Figure 1: Transmission Electron micrographs showing the encapsulation of biomolecule
aggregates into the large pores of the sol-gel and the interconnected network of the MoO 3
crystals (Gouma et al, 2004).

Related References:

K. M. Sawicka, P. Gouma, and S. Simon, "Electrospun Bio-composite Nanofibers for Urea Biosensing", Sensors Act. B , 108 (1-2), pp. 585-588, 2005

P. Gouma, S. Simon, P. Jha, and K.M. Sawicka, "Bio-composite Oxides for Resistive Detection of Pathogens", Chemical Sensors , 20, suppl. B, pp. 72-73, 2004.

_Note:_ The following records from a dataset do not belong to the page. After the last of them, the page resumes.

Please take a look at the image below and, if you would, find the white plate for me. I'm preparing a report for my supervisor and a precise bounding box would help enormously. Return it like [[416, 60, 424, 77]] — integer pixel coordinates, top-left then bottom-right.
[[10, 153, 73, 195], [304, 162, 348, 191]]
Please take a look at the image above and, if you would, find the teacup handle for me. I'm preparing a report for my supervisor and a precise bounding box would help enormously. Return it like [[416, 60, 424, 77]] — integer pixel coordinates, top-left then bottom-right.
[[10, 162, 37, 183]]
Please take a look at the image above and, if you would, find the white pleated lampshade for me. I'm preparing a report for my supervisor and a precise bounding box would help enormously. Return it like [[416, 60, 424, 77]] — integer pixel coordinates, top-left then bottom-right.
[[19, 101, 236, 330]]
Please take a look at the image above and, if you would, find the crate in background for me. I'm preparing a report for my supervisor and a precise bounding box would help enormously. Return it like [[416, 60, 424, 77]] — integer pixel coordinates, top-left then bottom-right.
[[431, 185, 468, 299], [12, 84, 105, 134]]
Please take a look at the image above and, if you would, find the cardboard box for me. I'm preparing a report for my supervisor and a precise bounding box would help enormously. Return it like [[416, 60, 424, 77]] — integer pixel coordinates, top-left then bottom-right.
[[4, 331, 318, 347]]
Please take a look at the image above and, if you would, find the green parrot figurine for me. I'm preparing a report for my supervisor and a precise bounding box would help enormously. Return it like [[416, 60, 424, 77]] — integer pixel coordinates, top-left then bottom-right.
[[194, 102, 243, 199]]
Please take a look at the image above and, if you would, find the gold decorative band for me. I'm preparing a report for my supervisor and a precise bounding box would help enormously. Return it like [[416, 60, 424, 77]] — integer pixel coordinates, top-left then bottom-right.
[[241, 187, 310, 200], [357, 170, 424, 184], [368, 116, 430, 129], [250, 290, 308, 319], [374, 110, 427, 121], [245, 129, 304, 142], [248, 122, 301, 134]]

Novel Biological Nanosensors Detecting Blood Coagulation (Thrombosis)

The major goal of the project is to employ nanoscale materials science to enhance the study of bio-systems such as blood coagulation proteins. This project is primarily driven by the need for new technology that will detect proteins in small concentrations. The major goal of this work is to develop techniques to detect and analyze biological proteins using nanofabricated systems. The potential to improve human health lies in the application of such technology to detect disorders of coagulation. This work is being carried out in collaboration with Dr. P. Perrotta and it is funded by EPA.